AI Hub Best Practices
This guide describes recommendations and best practices for building and managing agents within the AI Hub. Learn more about:
Configuring an Agent
-
We recommend using the “intelepeer:gpt-4o-mini-intelepeer” Model for the majority of use cases.
-
Make sure you are selecting the appropriate Type of agent.
-
The FAQ_AGENT doesn’t support functions.
-
The GPT_AGENT doesn't use knowledge collections.
-
The SAM_AGENT can use either a function or knowledge collection (but not both at the same time in one turn).
-
The BLOCK_AGENT uses a graph data structure with standardized prompting for more complicated agents.
-
The VM_DETECTION_AGENT only determines if a live person or voicemail answers outbound calls.
-
-
Double check the Configuration section to ensure there are no spelling or formatting errors that might cause your agent to perform unexpectedly or not function at all.
Prompt Writing
-
Make sure your System Prompt is clear and specific.
-
Agent instructions can include the purpose, specific instructions, examples, and other guidelines for how the agent should behave. This will vary widely depending on your specific use case.
-
Refine, refine, refine! We recommend continually testing your agent and reviewing your metrics. Then you can add, update, or delete from your prompt to ensure it continues to work as optimally given changes to your requirements (e.g., you could have new products released that your agent needs to understand, or notice popular trends that your agent could inquire about earlier in an interaction).
-
-
In most cases, we recommend using Markdown language to format your prompt:
-
Hashtags represent headings to section your prompt (# is Heading 1, ## is Heading 2, etc.) and can be used for nested topics (e.g., #Personality).
-
Delimiters (e.g., lots of dashes or hashtags on their own line), dash and space for a bulleted list, digit and space for a numerical list, double stars for bold text can be used throughout your prompt as needed.
-
Avoid using arrows or emojis in your prompt (unless your building a messaging agent and the customer has specifically asked to include emojis in their messages).
-
-
While we recommend focusing most of your prompt on what it should be doing, you can also include a brief description of what your agent should not do in the prompt (e.g., 95% positive and 5% negative).
-
It's very important to protect against abusive or inappropriate behavior and generally we want to ensure the agent is staying within specific boundaries (e.g., a weather forecasting agent should not be opining on politics or giving advice about a medical emergency).
-
For more general guidance about prompt engineering, check out this page.
Tools and Functions
-
When using a function for intent identification (how may I help you) you have two options:
-
Create separate functions for each possible intent
-
Create one function that tells the LLM to identify and select the intent from an enumerated list of intents (generally, this is our recommended approach)
-
-
For example, for a medical use case we could include separate functions for scheduling an appointment, canceling an appointment, confirming an appointment, paying a bill, talking to a live agent, etc.

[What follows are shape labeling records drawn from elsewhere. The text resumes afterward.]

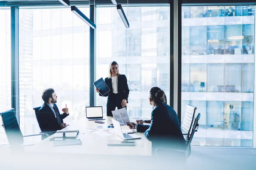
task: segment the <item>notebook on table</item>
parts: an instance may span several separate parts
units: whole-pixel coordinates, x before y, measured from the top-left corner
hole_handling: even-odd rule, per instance
[[[129,141],[126,140],[127,142],[122,142],[119,140],[110,140],[108,143],[109,146],[134,146],[136,143],[134,140]]]
[[[105,120],[102,106],[86,107],[85,113],[89,120]]]
[[[122,139],[124,140],[128,140],[141,139],[141,137],[134,133],[128,134],[126,133],[123,133],[119,122],[113,119],[112,119],[112,121],[114,126],[115,133],[116,135],[121,137],[121,138]]]
[[[76,136],[78,135],[79,130],[57,130],[56,133],[54,133],[53,138],[63,138],[64,136],[64,138],[67,139],[74,139],[76,138]]]
[[[54,146],[74,145],[81,144],[82,142],[79,139],[75,139],[60,140],[53,141],[53,145]]]

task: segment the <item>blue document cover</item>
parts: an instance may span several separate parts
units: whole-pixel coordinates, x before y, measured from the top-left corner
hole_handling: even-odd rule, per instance
[[[102,96],[105,95],[105,94],[110,91],[110,89],[108,88],[102,77],[94,82],[93,84],[96,88],[99,89],[99,93]]]

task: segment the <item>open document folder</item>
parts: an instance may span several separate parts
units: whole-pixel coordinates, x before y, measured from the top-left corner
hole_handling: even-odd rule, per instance
[[[93,82],[93,84],[96,88],[99,89],[99,92],[102,96],[105,95],[107,93],[110,91],[110,89],[108,88],[102,77],[95,82]]]
[[[114,119],[119,122],[120,125],[126,125],[130,122],[130,119],[125,108],[112,111]]]
[[[79,132],[78,129],[57,130],[56,133],[54,134],[53,138],[63,138],[64,136],[65,136],[66,138],[76,138]]]

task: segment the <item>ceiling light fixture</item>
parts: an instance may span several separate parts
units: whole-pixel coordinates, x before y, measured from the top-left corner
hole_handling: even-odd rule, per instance
[[[80,18],[85,23],[93,29],[96,29],[96,25],[90,19],[88,18],[82,12],[81,12],[76,6],[71,6],[71,11],[78,17]]]
[[[117,3],[116,1],[116,0],[111,0],[111,1],[112,1],[112,3],[113,3],[113,4],[115,5],[117,5]]]
[[[229,40],[240,40],[244,39],[243,35],[238,35],[236,36],[231,36],[227,38]]]
[[[69,0],[58,0],[61,3],[66,6],[69,6],[70,1]]]
[[[121,17],[122,20],[124,22],[125,27],[127,28],[130,28],[130,24],[129,24],[129,22],[128,22],[128,20],[125,16],[125,12],[122,9],[122,6],[120,4],[118,4],[116,5],[116,9],[117,9],[117,11],[120,15],[120,17]]]

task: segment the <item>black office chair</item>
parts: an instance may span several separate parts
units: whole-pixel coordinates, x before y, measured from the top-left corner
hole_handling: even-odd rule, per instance
[[[189,141],[186,143],[187,145],[186,150],[175,150],[164,147],[157,147],[155,152],[159,163],[160,164],[164,165],[166,163],[169,164],[170,161],[173,161],[174,163],[179,164],[184,163],[186,164],[186,159],[190,155],[190,144],[195,132],[197,131],[199,126],[198,120],[200,118],[201,114],[198,113],[195,119],[194,123],[192,129],[191,134],[190,136]],[[189,155],[188,156],[188,155]]]
[[[38,121],[38,125],[39,126],[39,128],[40,128],[40,129],[41,129],[41,127],[40,127],[40,124],[39,124],[39,122],[38,122],[38,111],[39,111],[39,110],[41,108],[41,106],[33,108],[33,110],[35,110],[35,117],[36,118],[36,119]],[[42,131],[41,129],[41,131]],[[51,132],[40,132],[40,133],[46,133],[46,134],[48,134],[49,136],[51,136],[52,134],[55,133],[56,133],[56,131],[51,131]],[[42,136],[42,140],[44,140],[45,138],[46,138],[45,136]]]
[[[16,149],[23,147],[20,147],[20,146],[28,146],[23,144],[23,137],[43,135],[49,136],[47,134],[43,133],[23,136],[20,129],[14,108],[1,113],[0,115],[2,117],[3,126],[4,128],[11,148],[15,148]]]

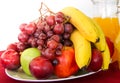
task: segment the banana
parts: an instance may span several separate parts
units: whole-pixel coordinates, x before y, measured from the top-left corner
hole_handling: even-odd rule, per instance
[[[104,52],[106,49],[106,39],[105,39],[105,35],[101,29],[101,27],[97,24],[96,21],[94,21],[93,19],[90,19],[91,22],[93,22],[93,24],[96,26],[95,29],[97,31],[97,33],[99,34],[99,41],[94,43],[95,46],[101,51]]]
[[[102,52],[102,57],[103,57],[102,70],[107,70],[110,64],[110,51],[109,51],[107,43],[106,43],[105,51]]]
[[[109,64],[110,64],[110,51],[106,43],[105,35],[101,27],[94,20],[90,19],[90,21],[92,21],[93,24],[96,26],[96,31],[99,34],[100,39],[98,42],[94,43],[94,45],[102,52],[102,57],[103,57],[102,70],[106,70],[109,68]]]
[[[83,37],[93,43],[98,41],[99,36],[94,28],[96,26],[89,21],[88,16],[83,12],[74,7],[66,7],[61,12],[70,17],[69,22],[80,31]]]
[[[73,42],[75,49],[75,60],[79,68],[88,66],[91,61],[91,45],[78,30],[74,30],[70,40]]]

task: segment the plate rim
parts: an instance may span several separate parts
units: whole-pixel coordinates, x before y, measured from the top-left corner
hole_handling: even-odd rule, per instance
[[[56,82],[56,81],[65,81],[65,80],[72,80],[72,79],[82,78],[82,77],[85,77],[85,76],[89,76],[89,75],[95,74],[95,73],[99,72],[100,70],[98,70],[96,72],[88,72],[88,73],[85,73],[85,74],[82,74],[82,75],[70,76],[70,77],[67,77],[67,78],[40,79],[40,80],[39,79],[30,80],[30,79],[23,79],[23,78],[20,79],[20,78],[17,78],[15,76],[10,75],[8,73],[9,71],[12,71],[12,70],[5,69],[5,73],[7,74],[7,76],[12,78],[12,79],[14,79],[14,80],[17,80],[17,81],[23,81],[23,82]],[[12,72],[14,72],[14,71],[12,71]]]

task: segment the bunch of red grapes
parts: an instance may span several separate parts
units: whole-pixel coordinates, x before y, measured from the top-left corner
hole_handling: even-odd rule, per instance
[[[40,18],[37,22],[21,24],[19,28],[18,51],[37,47],[42,56],[53,60],[55,56],[61,55],[63,46],[72,46],[70,35],[74,26],[66,22],[61,12]]]

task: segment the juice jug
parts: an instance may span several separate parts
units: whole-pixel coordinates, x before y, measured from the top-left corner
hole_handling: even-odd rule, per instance
[[[93,3],[93,19],[101,26],[106,37],[115,43],[119,33],[118,3],[119,0],[91,0]],[[112,62],[118,61],[116,48],[114,48]]]

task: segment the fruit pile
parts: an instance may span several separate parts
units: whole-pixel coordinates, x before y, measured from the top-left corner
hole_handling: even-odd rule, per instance
[[[37,79],[69,77],[82,68],[109,68],[114,46],[97,23],[74,7],[47,13],[37,21],[20,25],[19,41],[9,44],[1,55],[5,68],[22,67]]]

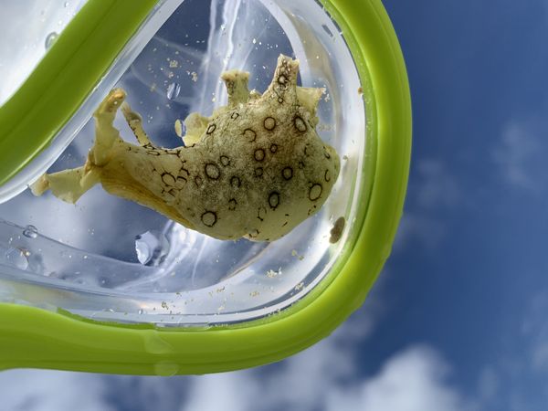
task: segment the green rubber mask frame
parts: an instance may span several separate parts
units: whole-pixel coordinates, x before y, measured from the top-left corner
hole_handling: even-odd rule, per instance
[[[364,302],[391,251],[411,152],[405,63],[380,0],[321,0],[358,68],[373,144],[361,227],[328,278],[287,310],[209,328],[98,322],[58,311],[0,304],[0,369],[51,368],[173,375],[281,360],[329,335]],[[108,71],[156,1],[89,0],[19,90],[0,107],[0,185],[37,156]],[[93,56],[93,58],[90,58]],[[70,84],[70,87],[67,87]],[[38,97],[37,97],[38,96]],[[55,102],[55,104],[54,104]],[[373,183],[371,183],[373,182]]]

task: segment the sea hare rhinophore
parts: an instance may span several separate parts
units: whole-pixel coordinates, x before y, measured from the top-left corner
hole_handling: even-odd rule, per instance
[[[315,214],[339,174],[335,150],[318,136],[316,108],[323,90],[297,86],[299,62],[279,56],[263,95],[248,89],[248,73],[222,79],[227,106],[211,117],[190,114],[185,146],[153,145],[139,114],[111,91],[95,111],[95,144],[79,168],[42,175],[47,189],[75,203],[94,184],[196,231],[221,239],[272,241]],[[140,145],[112,125],[118,109]]]

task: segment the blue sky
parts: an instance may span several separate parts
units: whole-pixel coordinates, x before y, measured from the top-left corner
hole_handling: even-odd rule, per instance
[[[385,0],[413,163],[364,306],[279,364],[172,378],[0,374],[5,409],[545,410],[548,2]]]

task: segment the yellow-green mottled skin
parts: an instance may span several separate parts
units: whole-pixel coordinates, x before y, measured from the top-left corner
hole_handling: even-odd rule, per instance
[[[100,183],[115,195],[151,207],[221,239],[272,241],[315,214],[339,174],[334,149],[318,136],[323,92],[297,87],[299,62],[280,56],[263,95],[248,90],[248,73],[222,79],[228,103],[209,118],[184,121],[185,146],[154,146],[140,116],[112,90],[95,113],[96,141],[82,167],[44,174],[32,185],[74,203]],[[124,142],[112,121],[121,111],[140,145]]]

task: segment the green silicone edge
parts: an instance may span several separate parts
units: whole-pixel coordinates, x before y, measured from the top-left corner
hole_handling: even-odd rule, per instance
[[[88,0],[0,107],[0,185],[47,146],[157,3]]]
[[[374,181],[369,203],[361,206],[364,219],[361,229],[354,227],[356,241],[339,258],[330,281],[279,314],[199,330],[99,323],[0,304],[0,367],[158,375],[236,370],[307,348],[363,303],[390,254],[403,210],[411,154],[409,87],[397,38],[379,0],[322,3],[356,61],[367,138],[376,141]]]

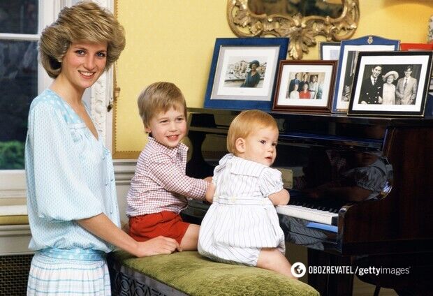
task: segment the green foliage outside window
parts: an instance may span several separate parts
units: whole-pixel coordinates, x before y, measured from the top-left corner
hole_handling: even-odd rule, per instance
[[[24,142],[0,142],[0,170],[24,170]]]

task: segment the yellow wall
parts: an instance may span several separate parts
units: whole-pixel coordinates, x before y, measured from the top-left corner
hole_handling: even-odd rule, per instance
[[[126,31],[117,66],[115,157],[136,157],[145,143],[136,99],[147,84],[165,80],[183,91],[189,107],[203,107],[216,38],[235,37],[226,17],[226,0],[117,0]],[[431,0],[360,0],[353,38],[377,35],[425,43]],[[317,41],[323,41],[320,38]],[[317,46],[305,59],[318,59]],[[129,152],[128,152],[129,151]],[[132,152],[131,152],[132,151]]]

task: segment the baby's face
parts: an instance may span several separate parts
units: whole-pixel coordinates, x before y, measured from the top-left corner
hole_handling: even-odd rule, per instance
[[[277,129],[272,127],[260,128],[244,140],[245,150],[240,157],[268,167],[274,163],[277,157]]]

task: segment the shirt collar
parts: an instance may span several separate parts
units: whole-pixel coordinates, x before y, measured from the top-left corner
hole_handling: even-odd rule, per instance
[[[179,145],[175,147],[170,148],[157,142],[154,138],[149,136],[148,139],[149,142],[147,144],[150,147],[153,147],[156,150],[164,153],[165,154],[168,154],[170,157],[175,156],[177,153],[186,154],[188,151],[188,147],[184,143],[179,143]]]

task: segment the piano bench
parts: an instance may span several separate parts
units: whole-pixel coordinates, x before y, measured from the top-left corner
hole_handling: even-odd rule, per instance
[[[137,258],[118,251],[110,254],[108,265],[113,295],[319,295],[300,281],[215,262],[196,251]]]

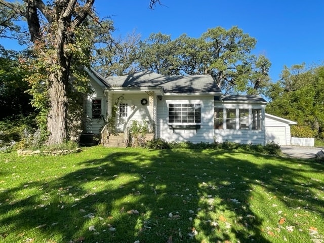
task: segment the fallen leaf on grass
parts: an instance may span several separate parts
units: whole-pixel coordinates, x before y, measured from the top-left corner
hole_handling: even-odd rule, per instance
[[[272,231],[267,231],[267,233],[268,233],[268,234],[269,234],[271,236],[274,236],[274,233]]]
[[[46,226],[46,224],[42,224],[42,225],[38,225],[36,227],[36,229],[39,229],[39,228],[43,228],[43,227],[45,227]]]
[[[108,229],[109,231],[113,232],[116,231],[116,228],[114,228],[113,227],[110,227]]]
[[[170,235],[170,237],[169,237],[167,243],[172,243],[172,235]]]
[[[226,222],[226,219],[223,215],[219,216],[219,220],[222,222]]]
[[[294,231],[294,228],[295,228],[295,226],[286,226],[286,229],[287,230],[287,231],[291,233]]]
[[[138,214],[139,212],[136,209],[132,209],[129,211],[127,211],[128,214]]]
[[[279,220],[279,224],[284,224],[286,222],[286,218],[281,218]]]
[[[197,234],[198,234],[198,232],[197,232],[197,230],[196,230],[196,229],[195,229],[194,227],[192,228],[191,229],[191,233],[188,233],[188,235],[190,238],[193,238],[193,236],[194,236],[195,235],[197,235]]]

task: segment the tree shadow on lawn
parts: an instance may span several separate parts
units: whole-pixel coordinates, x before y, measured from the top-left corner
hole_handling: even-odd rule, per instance
[[[323,200],[312,191],[323,182],[297,184],[309,179],[299,168],[311,166],[320,173],[321,165],[261,155],[254,155],[259,163],[252,163],[242,153],[238,158],[235,153],[211,150],[136,151],[109,153],[107,149],[104,157],[80,161],[82,168],[72,173],[29,183],[29,188],[39,190],[28,198],[11,198],[24,183],[2,192],[1,197],[9,199],[0,205],[0,214],[12,213],[0,220],[10,225],[0,234],[10,238],[13,227],[21,239],[34,242],[46,237],[54,242],[166,242],[170,236],[174,242],[271,242],[263,233],[265,221],[280,217],[256,214],[251,205],[257,187],[266,191],[266,200],[276,196],[287,207],[312,205],[323,214],[318,210]],[[292,167],[292,161],[303,166]],[[34,235],[23,234],[27,231]]]

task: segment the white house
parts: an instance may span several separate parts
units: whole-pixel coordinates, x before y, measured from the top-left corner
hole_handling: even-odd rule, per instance
[[[86,70],[94,91],[87,101],[86,133],[99,134],[105,120],[114,116],[118,133],[133,120],[146,121],[156,138],[168,142],[264,144],[270,138],[266,136],[266,101],[257,96],[224,96],[210,75],[165,76],[146,71],[104,78]]]

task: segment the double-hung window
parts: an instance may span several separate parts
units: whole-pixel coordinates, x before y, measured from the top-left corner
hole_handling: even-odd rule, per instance
[[[239,129],[249,129],[249,109],[239,109]]]
[[[101,118],[101,100],[92,100],[92,118],[100,119]]]
[[[215,129],[223,129],[224,123],[224,109],[215,108],[214,112],[214,128]]]
[[[261,110],[252,109],[252,130],[261,129]]]
[[[120,103],[119,104],[119,117],[127,117],[128,115],[128,104]]]
[[[169,104],[169,123],[197,124],[201,122],[200,104]]]
[[[235,109],[226,109],[226,129],[236,129],[236,114]]]

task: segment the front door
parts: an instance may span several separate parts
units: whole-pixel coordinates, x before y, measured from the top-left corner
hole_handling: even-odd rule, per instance
[[[123,133],[125,132],[131,112],[131,101],[123,100],[118,105],[117,115],[117,131]]]

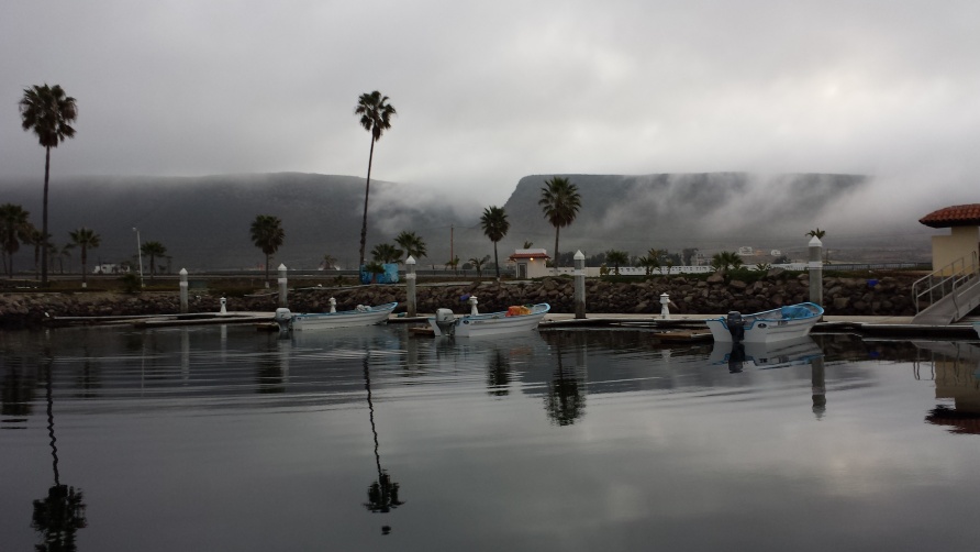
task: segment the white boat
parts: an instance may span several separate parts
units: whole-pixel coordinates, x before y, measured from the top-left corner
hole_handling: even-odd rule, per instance
[[[476,301],[471,301],[476,310]],[[474,313],[457,317],[449,309],[438,309],[434,318],[428,319],[436,336],[452,335],[456,338],[481,338],[504,333],[526,332],[537,329],[545,314],[552,310],[546,302],[537,305],[511,307],[501,312],[486,314]]]
[[[356,325],[374,325],[388,321],[398,302],[366,307],[358,305],[354,310],[336,312],[293,313],[289,309],[276,309],[275,320],[280,331],[330,330],[332,328],[350,328]]]
[[[716,342],[776,343],[809,335],[823,313],[820,305],[801,302],[753,314],[732,311],[705,322]]]
[[[726,364],[730,372],[742,372],[746,366],[759,369],[810,364],[824,355],[810,335],[776,343],[715,342],[709,356],[712,364]]]

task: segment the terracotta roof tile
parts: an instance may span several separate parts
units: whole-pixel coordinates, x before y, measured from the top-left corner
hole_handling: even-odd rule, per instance
[[[980,227],[980,203],[945,207],[918,219],[926,227]]]

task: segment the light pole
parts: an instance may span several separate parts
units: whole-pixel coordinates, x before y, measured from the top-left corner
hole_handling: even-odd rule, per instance
[[[140,257],[140,287],[146,287],[143,284],[143,243],[140,241],[140,230],[136,227],[133,227],[133,232],[136,232],[136,255]]]

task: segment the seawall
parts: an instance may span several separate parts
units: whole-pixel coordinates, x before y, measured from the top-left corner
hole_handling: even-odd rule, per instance
[[[877,280],[826,277],[824,308],[835,316],[914,316],[912,283],[916,276],[886,276]],[[873,281],[873,285],[872,285]],[[719,314],[730,310],[757,312],[810,300],[806,274],[789,273],[770,276],[756,283],[738,279],[724,281],[714,275],[708,280],[683,276],[647,281],[616,283],[601,279],[586,281],[587,312],[658,314],[660,295],[668,294],[670,311],[686,314]],[[505,310],[511,305],[548,302],[553,312],[575,312],[573,284],[570,278],[545,278],[521,283],[459,283],[419,286],[416,310],[434,312],[452,308],[468,311],[465,298],[477,296],[481,312]],[[374,285],[323,287],[290,290],[289,308],[294,312],[322,312],[334,297],[338,310],[357,305],[405,301],[404,286]],[[220,296],[207,291],[191,295],[190,312],[218,312]],[[267,311],[278,306],[272,295],[227,297],[229,311]],[[399,310],[404,310],[400,306]],[[179,292],[4,292],[0,295],[0,328],[40,327],[58,317],[107,317],[136,314],[171,314],[180,311]]]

But we recommend using one function, enumerating these options (example below).
-
Be extremely clear in the function description. This heavily impacts which function the LLM chooses.
-
Add "When to use this function" and "When NOT to use this function" notes in each description.
-
Include example phrases in the description (e.g., "If user says 'I want to book a new appointment', choose this.").
-
Use system messages to guide behavior (e.g., “You are an intent classifier. Only choose the ‘intent_detection’ function if you are confident”).
-
You can also include an “other” option to catch outlier intents.
Testing an Agent
-
Task Type “Agent Multiturn Eval” is recommended for the most use cases. Only use “Agent Utterance Eval” if you are measuring how the language model responds to one single input with no follow-up interaction.
-
Include at least 100 records in your testing input file. The more possible test cases you include the better to evaluate the performance of your agent.